If your company has a BYOD policy, it's essential to be concerned about Android malware, the threat behind ESET's 89% increase in telemetry detections in the second half of 2023. This increase is mainly due to a Software Development Kit (SDK), which ESET identifies as SpinOk Spyware.

This set of tools was offered as a gaming platform and was integrated into numerous legitimate Android apps, including many apps available on official app stores. Once an app with the aforementioned SpinOK SDK is installed, it acts like spyware, connecting to a command and control server and extracting a range of data from the device, including potentially sensitive content.

Again, this attack can affect company employees who may be "playing" games on their smartphones, collecting sensitive data that can later be used against the company.

Other attacks

So far, we've outlined the spyware detected by ESET researchers over the past year, but there are other threats to businesses that come from mobile devices.

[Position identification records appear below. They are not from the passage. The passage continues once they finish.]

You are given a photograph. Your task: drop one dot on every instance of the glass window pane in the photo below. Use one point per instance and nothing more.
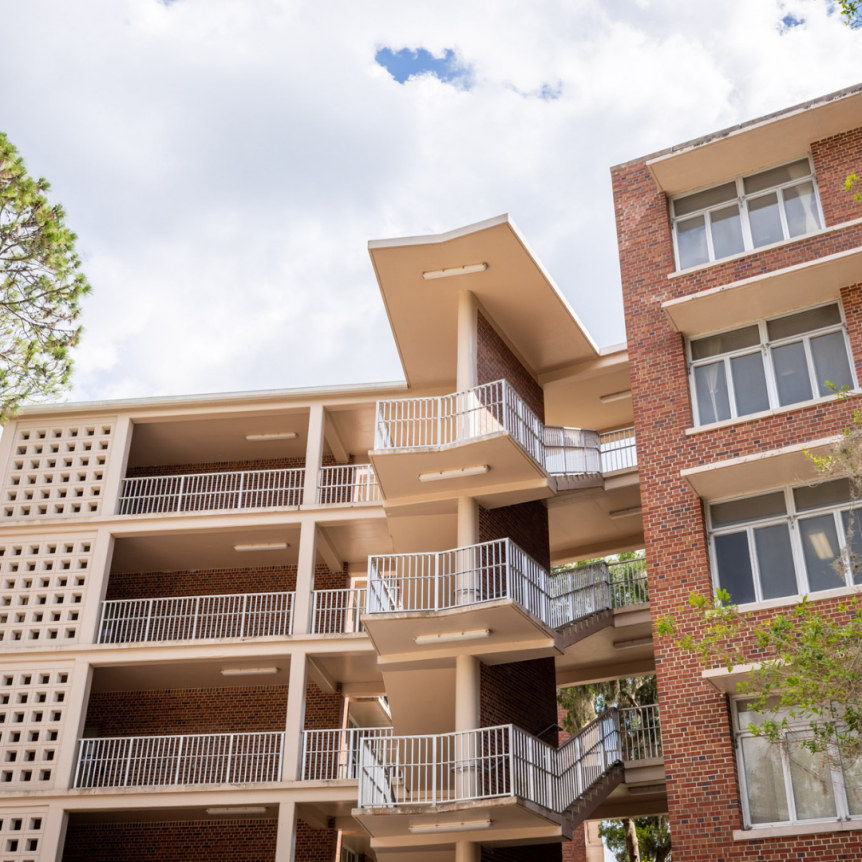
(749, 509)
(725, 342)
(791, 373)
(749, 383)
(825, 494)
(820, 549)
(764, 780)
(704, 200)
(776, 176)
(800, 207)
(713, 402)
(811, 779)
(804, 321)
(691, 242)
(830, 362)
(765, 220)
(734, 567)
(775, 561)
(726, 231)
(853, 532)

  • Other malicious applications - Not all malicious spyware applications are looking for messages and files on a mobile device. Some of them, for example, trick victims into giving out their bank account details or encrypt files on the victim's device to demand a ransom.
    Phishing - Some of the largest data breaches in history began with an employee who fell victim to a phishing email, gave up his passwords and allowed cybercriminals to enter the company's network.
  • Physical theft - The physical theft or loss of a corporate mobile device could be a serious cybersecurity incident, especially if the smartphone or tablet contains sensitive information and is locked with a weak password. In London alone, 90,864 phones were stolen in 2022.
  • Vulnerabilities - If you think you're safe using only standard cloud-based team communication platforms like Microsoft Teams or Slack, think twice. Vulnerabilities and bugs that can lead to a data breach are not lacking in even the most popular apps on the market.
  • "Worms - Because laptops and smartphones use different operating systems, it is rare to see malware spreading and running in different environments. However, there have been cases such as the Hamweq.A worm, which used smart phones as vectors to infect Windows PCs with malware via USB cable.

Valuable Targets

Most employees probably don't use their mobile devices for programming, accounting or administrative tasks, but the cases mentioned above clearly show that they are valuable targets for cybercriminals. This makes them a potential weak link for a company's cybersecurity.

This is why it is so important for businesses to prioritise implementing a comprehensive and layered protection system for their mobile devices as part of a unified cybersecurity platform.